A look back on markets in October, when risk appetite picked up amid hopes of progress on trade talks.
October saw gains for global equities amid signs of progress on a US-China trade deal, while central banks remained supportive. Government bonds in general moved lower.
US equities rallied. US-China trade negotiations saw the two sides agree the outline of a potential mini trade deal. The Federal Reserve lowered interest rates by 25 basis points, its third cut this year.
Eurozone equities posted gains as some economically-sensitive sectors performed well. GDP growth data for Q3 defied recession worries, with the eurozone economy expanding by 0.2% quarter-on-quarter.
UK equities underperformed against the backdrop of a very strong rebound in sterling. Sterling bounced back as the prospect of a “no deal” Brexit outcome on 31 October receded.
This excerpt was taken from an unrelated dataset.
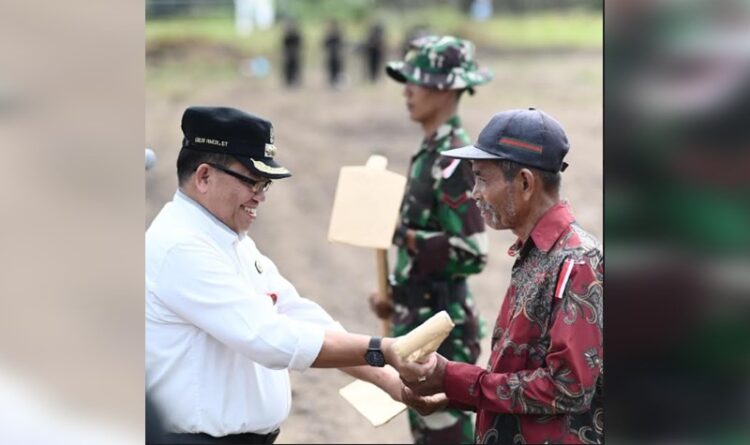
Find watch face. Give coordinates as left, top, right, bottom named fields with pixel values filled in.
left=366, top=350, right=385, bottom=367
The Japanese market recorded a gain of 5.0%. The yen fluctuated against major currencies, reflecting changing views on the likely action of central banks, but ended the month virtually unchanged against the US dollar.
Emerging market equities recorded a strong return, benefiting from a pick-up in risk appetite. Positive sentiment towards US-China trade talks, further global central bank easing and US dollar weakness all proved supportive.
In fixed income, government bond yields rose overall (meaning prices fell). Corporate bonds produced positive returns and outperformed government bonds.